Anyway, the problem hipothesis to mod 77 is in fact that it is invertible in Z/77Z, is that the correct interpretation? but for numbers of the form a^(10^n), since you can replace a^(10^n) by a^(10^{n+1})

 

[al-mahed]

just to add that I put this question in a math onlympiad forum and someone gave a much faster, easier and better answer, though the first part complete my proof

$$a^6\equiv\ 1\ mod\ 7 \ ==>\ (a^6)^{15}=a^{90}\equiv\ 1\ mod\ 7$$

$$a^{10}\equiv\ 1\ mod\ 11 \ ==>\ (a^{10})^{9}=a^{90}\equiv\ 1\ mod\ 11$$

$$a^{90}\equiv\ 1\ mod\ 77$$

so

$$a^{100}\equiv\ a^{10}\ mod\ 77$$

just use induction via ^10

$$a^{1000}\equiv\ a^{100}\equiv\ a^{10}\ mod\ 77$$

so $$a^{1000}\equiv\ a^{10}\ mod\ 77$$, etc

 

[math_grl]

$$a^6\equiv\ 1\ mod\ 7 \ ==>\ (a^6)^{15}=a^{90}\equiv\ 1\ mod\ 7$$

$$a^{10}\equiv\ 1\ mod\ 11 \ ==>\ (a^{10})^{9}=a^{90}\equiv\ 1\ mod\ 11$$

$$a^{90}\equiv\ 1\ mod\ 77$$

Not questioning the validity, but where do they get that last line from?

 

[Landau]

If a=b (mod p) and a=b (mod q) with p and q coprime, then a=b (mod pq). This is used with a=a^90, b=1, p=7, q=11.

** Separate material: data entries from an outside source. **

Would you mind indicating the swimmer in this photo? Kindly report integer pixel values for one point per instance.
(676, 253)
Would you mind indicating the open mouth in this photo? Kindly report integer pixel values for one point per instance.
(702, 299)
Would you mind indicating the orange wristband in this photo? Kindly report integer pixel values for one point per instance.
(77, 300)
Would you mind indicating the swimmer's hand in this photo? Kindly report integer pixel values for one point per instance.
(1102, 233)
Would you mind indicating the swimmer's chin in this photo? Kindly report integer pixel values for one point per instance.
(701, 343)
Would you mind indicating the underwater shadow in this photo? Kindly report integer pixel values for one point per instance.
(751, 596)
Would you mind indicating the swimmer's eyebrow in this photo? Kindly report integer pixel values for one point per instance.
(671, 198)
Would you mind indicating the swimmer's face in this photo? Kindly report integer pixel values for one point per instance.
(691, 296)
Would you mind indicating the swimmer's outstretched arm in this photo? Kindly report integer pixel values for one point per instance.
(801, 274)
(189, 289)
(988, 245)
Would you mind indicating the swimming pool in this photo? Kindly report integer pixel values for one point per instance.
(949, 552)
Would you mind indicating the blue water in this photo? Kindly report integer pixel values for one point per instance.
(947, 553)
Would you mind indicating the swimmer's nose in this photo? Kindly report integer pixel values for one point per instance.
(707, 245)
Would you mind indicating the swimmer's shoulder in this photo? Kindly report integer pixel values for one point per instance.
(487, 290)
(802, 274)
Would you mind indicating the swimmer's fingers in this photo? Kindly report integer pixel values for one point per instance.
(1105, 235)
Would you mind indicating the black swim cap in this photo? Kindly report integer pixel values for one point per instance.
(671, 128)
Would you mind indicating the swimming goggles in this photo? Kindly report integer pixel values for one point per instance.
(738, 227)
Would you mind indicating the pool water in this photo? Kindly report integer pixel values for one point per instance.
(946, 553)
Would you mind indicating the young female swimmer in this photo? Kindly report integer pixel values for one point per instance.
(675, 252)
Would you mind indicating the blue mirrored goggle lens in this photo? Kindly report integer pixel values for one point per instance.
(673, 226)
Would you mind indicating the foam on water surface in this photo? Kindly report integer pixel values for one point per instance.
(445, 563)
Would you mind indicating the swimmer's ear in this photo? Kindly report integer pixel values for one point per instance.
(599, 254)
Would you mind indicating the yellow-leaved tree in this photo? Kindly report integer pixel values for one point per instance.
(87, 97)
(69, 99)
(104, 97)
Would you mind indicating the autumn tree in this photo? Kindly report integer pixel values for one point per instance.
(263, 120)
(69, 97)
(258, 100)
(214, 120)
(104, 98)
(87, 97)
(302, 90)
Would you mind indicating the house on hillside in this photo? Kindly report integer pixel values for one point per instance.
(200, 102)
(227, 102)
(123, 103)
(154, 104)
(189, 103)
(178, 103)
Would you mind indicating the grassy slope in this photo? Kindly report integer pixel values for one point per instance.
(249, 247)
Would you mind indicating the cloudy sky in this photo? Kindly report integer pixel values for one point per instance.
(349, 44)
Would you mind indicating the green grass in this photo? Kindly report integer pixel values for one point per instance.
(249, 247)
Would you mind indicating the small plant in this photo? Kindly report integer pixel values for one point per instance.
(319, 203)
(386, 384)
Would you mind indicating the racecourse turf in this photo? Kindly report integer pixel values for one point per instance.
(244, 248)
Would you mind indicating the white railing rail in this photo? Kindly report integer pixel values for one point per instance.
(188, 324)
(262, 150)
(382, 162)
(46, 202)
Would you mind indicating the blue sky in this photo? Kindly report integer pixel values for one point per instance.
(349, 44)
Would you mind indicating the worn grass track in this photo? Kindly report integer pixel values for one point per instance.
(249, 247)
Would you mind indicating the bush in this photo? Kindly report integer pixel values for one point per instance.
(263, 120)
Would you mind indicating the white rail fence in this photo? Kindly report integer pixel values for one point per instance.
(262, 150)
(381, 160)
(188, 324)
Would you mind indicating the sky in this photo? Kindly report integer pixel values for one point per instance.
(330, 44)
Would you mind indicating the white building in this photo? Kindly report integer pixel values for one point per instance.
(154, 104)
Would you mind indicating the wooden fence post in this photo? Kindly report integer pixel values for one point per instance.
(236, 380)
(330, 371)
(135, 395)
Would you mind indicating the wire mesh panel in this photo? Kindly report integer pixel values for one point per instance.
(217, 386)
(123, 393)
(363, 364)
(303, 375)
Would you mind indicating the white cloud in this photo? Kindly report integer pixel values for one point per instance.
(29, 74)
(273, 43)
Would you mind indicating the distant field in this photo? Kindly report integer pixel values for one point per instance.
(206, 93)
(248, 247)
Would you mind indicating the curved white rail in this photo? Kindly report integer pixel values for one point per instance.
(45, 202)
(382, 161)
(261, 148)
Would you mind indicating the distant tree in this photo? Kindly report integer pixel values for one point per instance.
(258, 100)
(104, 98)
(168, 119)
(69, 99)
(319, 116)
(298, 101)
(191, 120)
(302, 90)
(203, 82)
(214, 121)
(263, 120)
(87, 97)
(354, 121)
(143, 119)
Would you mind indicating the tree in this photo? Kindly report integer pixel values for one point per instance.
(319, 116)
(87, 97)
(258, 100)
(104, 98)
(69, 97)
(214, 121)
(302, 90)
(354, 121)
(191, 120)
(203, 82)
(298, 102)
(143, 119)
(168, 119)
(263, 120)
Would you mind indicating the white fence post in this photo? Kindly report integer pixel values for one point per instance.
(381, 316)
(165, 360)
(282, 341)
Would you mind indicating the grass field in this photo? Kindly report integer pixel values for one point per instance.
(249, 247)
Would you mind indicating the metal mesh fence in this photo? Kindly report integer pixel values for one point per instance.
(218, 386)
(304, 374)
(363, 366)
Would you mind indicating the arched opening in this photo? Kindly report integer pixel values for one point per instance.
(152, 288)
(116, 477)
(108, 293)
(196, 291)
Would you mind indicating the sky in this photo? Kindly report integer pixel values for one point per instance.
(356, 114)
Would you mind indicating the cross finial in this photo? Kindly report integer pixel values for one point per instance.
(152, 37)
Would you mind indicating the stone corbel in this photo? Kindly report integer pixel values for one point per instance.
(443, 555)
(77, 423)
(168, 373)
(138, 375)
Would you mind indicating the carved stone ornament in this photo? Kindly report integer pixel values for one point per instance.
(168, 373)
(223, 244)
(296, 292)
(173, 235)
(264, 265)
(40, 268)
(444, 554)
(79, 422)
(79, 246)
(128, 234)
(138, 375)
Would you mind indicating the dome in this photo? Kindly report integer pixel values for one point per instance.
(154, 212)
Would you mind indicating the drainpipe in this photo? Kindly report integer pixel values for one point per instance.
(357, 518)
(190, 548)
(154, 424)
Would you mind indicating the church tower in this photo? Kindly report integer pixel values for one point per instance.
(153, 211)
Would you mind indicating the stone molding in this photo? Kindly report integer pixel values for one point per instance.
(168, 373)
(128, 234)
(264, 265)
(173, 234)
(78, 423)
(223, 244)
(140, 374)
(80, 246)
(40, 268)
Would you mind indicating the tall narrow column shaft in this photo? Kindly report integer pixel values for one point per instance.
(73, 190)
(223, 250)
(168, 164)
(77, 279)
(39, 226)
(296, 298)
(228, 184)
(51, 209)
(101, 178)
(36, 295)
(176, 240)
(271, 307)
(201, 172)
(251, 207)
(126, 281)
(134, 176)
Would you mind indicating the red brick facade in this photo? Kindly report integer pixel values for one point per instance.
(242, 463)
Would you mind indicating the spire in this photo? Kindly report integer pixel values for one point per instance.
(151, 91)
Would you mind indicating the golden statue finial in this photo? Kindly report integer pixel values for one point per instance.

This result is based on the fact that if p and q are coprime and both p and q divide x, then their product pq also divides x. (This is easily seen to be true, for example, by considering the prime factorization of x. Alternatively: p,q coprime implies cp+dq=1 for some integers c,d. That p and q divide x implies up=x=vq for some integers u,v. Hence
x=x(cp+dq)=cxp+dxq=c(vq)p+d(up)q=pq(cv+du), i.e. pq divides x.)